As to patients being undertreated now due to fears of prescribing narcotics I think there is some truth to that, though as I keep pointing out my pain docs are ordering large amounts of narcotics for some patients and its not causing any issues. What we saw was that with Oxy due to the marketing people overprescribed the drug. It was easy to do, you didnt need much expertise and it worked well in the short run. However, for many patients they arent the right choice. Care should be individualized and you shouldn’t be handing out large amounts of pills just because its easier and the pretty blonde rep shows you literature from the drug maker claiming its safe and effective. (BTW, I also think docs bear a lot fo responsibility.)
2. They certainly had enough knowledge to be suspicious. Link goes go the case where drug companies sent over 20 million narcotic pills to a town of 3000 in West Virginia, a town not close to any major city. That was not the only small town where similar happened. From memory, which could be wrong, I think that small town in the middle of nowhere was handling about 15%-20% of the state’s narcotic pills. That was a huge red flag.
3) They promoted Oxy as having much less risk of addiction than other narcotics. When used appropriately the risk is small but real. However, many docs believed the sales reps and they ordered lots of pills, using them when it really wasn’t the best treatment but they thought it was safe. It’s a lot easier to just hand out Oxy than it is to try to convince someone to go to physical therapy. Also, the abuse resistant drugs have a number of papers reporting that there seems to be a ceiling so many people continued to abuse them rather than change to heroin et al.

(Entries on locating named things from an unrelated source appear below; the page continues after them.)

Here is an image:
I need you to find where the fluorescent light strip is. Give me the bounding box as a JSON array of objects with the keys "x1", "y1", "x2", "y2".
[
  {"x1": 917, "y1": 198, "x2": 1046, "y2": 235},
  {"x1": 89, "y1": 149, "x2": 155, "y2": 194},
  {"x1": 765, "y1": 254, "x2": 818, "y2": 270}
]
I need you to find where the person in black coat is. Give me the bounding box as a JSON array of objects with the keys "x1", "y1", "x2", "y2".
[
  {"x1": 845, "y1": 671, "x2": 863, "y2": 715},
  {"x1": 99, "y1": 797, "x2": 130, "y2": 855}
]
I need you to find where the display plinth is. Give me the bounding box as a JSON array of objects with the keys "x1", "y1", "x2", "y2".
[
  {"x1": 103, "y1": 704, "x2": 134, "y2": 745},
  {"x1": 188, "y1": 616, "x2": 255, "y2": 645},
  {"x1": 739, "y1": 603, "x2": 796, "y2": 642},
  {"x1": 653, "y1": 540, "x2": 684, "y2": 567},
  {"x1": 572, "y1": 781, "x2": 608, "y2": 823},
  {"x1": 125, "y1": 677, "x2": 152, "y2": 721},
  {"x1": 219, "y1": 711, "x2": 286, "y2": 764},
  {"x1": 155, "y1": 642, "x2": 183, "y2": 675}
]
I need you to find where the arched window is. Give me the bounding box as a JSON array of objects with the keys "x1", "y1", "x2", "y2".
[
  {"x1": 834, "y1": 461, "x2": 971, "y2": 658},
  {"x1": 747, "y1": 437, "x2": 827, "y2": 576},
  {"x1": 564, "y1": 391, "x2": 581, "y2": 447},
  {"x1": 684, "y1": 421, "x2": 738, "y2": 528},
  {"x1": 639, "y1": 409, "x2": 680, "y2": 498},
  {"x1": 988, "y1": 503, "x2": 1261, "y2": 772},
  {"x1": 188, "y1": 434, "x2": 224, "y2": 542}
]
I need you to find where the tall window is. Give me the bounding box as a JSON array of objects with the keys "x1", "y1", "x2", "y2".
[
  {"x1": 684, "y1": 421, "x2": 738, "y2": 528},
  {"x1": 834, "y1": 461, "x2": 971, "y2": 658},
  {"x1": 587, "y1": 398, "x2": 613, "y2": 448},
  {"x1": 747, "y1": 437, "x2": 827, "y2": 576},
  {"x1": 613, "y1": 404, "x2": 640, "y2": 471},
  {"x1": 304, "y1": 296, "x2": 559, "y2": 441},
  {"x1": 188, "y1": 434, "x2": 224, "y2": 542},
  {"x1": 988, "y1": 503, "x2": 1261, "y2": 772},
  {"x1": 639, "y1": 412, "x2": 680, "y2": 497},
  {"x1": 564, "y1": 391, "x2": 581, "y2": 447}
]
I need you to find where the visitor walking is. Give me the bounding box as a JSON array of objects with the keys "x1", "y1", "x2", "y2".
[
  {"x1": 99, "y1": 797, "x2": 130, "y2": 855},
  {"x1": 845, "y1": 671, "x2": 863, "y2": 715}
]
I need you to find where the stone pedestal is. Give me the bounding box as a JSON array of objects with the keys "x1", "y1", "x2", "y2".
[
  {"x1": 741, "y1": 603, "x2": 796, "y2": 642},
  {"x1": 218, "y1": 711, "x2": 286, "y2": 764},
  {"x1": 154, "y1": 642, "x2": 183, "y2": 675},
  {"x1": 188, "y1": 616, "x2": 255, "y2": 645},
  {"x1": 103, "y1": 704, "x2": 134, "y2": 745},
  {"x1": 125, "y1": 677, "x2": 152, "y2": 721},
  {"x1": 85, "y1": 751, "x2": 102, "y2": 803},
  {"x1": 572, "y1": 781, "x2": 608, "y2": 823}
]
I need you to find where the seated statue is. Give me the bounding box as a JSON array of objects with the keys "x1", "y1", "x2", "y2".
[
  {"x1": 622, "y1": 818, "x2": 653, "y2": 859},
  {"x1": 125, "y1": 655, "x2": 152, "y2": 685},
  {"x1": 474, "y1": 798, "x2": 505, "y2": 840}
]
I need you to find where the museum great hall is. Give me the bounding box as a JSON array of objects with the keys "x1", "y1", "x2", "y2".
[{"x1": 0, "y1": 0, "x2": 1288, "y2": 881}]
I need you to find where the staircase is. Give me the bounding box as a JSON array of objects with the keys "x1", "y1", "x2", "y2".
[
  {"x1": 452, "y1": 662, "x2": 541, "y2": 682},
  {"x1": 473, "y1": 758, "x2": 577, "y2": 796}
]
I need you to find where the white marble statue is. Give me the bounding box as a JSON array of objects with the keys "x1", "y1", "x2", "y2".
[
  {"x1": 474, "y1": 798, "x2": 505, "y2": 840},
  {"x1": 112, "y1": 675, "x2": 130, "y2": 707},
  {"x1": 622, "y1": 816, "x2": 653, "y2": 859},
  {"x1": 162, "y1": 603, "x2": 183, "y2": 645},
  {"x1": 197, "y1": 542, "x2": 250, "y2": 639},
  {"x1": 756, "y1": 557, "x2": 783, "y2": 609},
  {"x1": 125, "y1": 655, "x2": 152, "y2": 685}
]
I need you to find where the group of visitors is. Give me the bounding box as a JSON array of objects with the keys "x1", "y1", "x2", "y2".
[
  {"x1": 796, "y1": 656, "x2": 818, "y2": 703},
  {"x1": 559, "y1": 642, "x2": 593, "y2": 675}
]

https://www.npr.org/sections/thetwo-way/2018/01/30/581930051/drug-distributors-shipped-20-8-million-painkillers-to-west-virginia-town-of-3-00
Steve
Charley Hooper
Jun 19 2024 at 9:04pm
For the record, if there’s a wholesaler, distributor, or warehouse in that small town, one would expect large volumes of product to be shipped there.
I think we’re agreeing: it’s hard to spot overprescribing without knowing something about the practice and the patients. To push this detective and enforcement responsibility on the drug company seems to me to be too much.
Also for the record, the FDA is very strict about pharmaceutical promotional activities. Drug companies are allowed to promote only what is in the drug’s label (prescribing information). So I don’t know if the promotion you’re mentioning went beyond the label or not. If it was consistent with the label, then blame the FDA not the drug company. If it was beyond the label, the full force of the FDA was probably brought down on the drug company.
steve
Jun 20 2024 at 9:36am
The FDA has no idea what drug reps are telling people. Also, while Purdue knew before 2000 that people were abusing the drug they had advertised as being resistant to abuse it wasn’t widely known for a while so the FDA had no reason to clamp down on that advertising for quite a while.